Gun and ammo prices have been pretty decent for the first year of the Trump era, which isn’t all that surprising. After all, Barack Obama was pretty much the gun salesman of the last couple of centuries. A slump was expected, and the firearm industry adjusted prices accordingly and thus have largely avoided a “Trump Slump”.

Unfortunately, it looks like prices may be going up next year.

Top executives for Vista Outdoor said last week the industry’s widespread promotional activity will end in 2018 as competitors discuss price increases.

The forecast comes after the company admits lingering post-election market conditions haven’t lifted as quickly as anticipated.

“We are not yet seeing the recovery that we expected to see,” said Chief Financial Officer Stephen Nolan during a conference call with investors Thursday. “Shooting sports has always been a cyclical industry with periodic downturns lasting anywhere from 12 to 24 months. While we may not be at the bottom as of yet, we believe that we are very close and we anticipate that the market will show returns to growth over the next 18 months.”

Vista Outdoor’s second quarter earnings declined 25 percent, according the company’s most recent filing with the Securities and Exchange Commission. Sales likewise dipped 16 percent, the company’s second double digit loss so far this year. Its shooting sports segment generated $296 million, a 19 percent decline over 2016 — the biggest on record for gun sales. Net profit for the segment nosedived 38 percent, Nolan said.

“A number of our competitors have talked about price increases in calendar 2018,” he told investors Thursday. “So, we do see the end of the promotional intensity that we’ve seen of late on the horizon, but we’re certainly not there yet and we do not expect that recovery in pricing to have that significant impact on fiscal 2018. We look for benefits from that in fiscal 2019 and beyond.”

There’s no mention of just how big of a price increase we may be looking at.

However, if Vista Outdoors is still struggling–and they’re not exactly rolling in cash at the moment–raising prices might make a bit of sense.
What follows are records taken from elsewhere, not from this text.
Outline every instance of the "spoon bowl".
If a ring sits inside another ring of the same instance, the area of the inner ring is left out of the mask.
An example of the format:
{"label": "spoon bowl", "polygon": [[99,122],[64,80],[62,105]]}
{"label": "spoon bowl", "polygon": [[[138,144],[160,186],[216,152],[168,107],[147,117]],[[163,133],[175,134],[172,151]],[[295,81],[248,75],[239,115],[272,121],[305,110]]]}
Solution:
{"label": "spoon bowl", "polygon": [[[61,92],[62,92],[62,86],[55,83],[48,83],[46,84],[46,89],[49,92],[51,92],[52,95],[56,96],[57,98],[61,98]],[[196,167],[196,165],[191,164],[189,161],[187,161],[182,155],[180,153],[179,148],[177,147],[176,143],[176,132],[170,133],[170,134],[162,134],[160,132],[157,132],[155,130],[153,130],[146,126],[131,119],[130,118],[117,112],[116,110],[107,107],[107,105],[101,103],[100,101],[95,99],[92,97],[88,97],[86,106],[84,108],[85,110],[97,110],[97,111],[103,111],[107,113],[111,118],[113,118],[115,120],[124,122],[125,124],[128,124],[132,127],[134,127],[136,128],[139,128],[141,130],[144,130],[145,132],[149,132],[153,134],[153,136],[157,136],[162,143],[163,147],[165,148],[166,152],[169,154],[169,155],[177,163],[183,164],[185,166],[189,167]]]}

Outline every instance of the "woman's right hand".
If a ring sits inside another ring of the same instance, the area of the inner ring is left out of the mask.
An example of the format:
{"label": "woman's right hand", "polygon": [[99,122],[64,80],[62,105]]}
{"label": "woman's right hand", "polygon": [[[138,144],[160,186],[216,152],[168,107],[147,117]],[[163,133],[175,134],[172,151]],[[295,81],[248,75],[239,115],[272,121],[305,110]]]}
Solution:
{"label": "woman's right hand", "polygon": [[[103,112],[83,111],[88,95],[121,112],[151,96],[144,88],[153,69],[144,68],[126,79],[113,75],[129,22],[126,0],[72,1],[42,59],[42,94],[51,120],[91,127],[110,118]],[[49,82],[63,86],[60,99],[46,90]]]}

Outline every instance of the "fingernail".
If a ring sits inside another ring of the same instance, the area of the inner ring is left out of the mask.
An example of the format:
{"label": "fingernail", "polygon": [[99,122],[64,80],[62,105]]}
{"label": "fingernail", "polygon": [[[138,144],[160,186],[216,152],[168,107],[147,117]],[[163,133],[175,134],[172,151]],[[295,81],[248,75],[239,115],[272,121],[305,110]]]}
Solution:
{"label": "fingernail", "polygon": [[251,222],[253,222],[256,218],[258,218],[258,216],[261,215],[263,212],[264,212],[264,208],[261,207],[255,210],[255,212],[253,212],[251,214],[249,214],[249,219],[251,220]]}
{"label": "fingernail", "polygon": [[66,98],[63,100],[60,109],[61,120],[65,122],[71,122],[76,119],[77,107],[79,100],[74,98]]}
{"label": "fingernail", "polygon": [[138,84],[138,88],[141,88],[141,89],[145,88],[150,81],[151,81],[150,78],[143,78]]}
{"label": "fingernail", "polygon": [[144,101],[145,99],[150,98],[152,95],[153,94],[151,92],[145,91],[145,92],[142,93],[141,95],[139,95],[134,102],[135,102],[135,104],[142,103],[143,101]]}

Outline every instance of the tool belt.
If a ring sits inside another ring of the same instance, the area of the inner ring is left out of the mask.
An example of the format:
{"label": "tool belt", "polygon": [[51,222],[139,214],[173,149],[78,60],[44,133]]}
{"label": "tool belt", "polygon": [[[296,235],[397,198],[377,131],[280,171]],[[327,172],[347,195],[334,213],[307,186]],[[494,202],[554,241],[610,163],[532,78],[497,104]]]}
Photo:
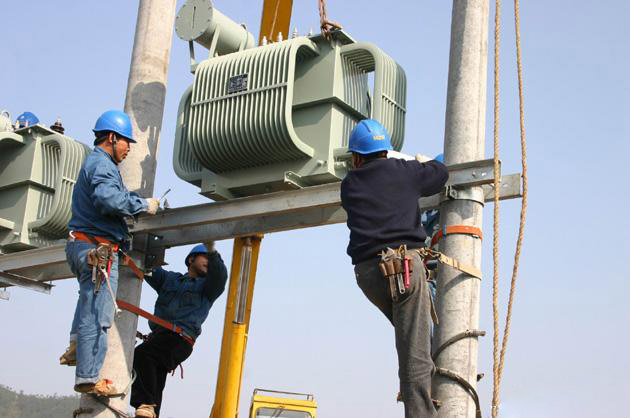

After all, if X number of people are going to buy ammo anyway, then you make more money at Y price than at Y-$1 or whatever. And if everyone else’s prices increase as well, you’re not likely to lose customers because of that price increase.

But that’s from an industry standpoint.

For shooters, this is a big old ball of suck. Higher prices are never a good thing for us, and it may lead to shooting less. If the increase is modest enough, no one will really notice, but too high a price and people will shoot less. Sure, the die-hards will grumble a bit, but the more casual shooter will just fire off a few fewer rounds per range trip, which is modest enough as it is.

We’ll have to take a wait and see approach to judge the impact of any decisions. In fact, we’ll have to wait and see if a price increase even happens. As things continue, the gun industry may well figure they’re better served for now to keep things as they are.

Frankly, I think a lot of us would be fine with that.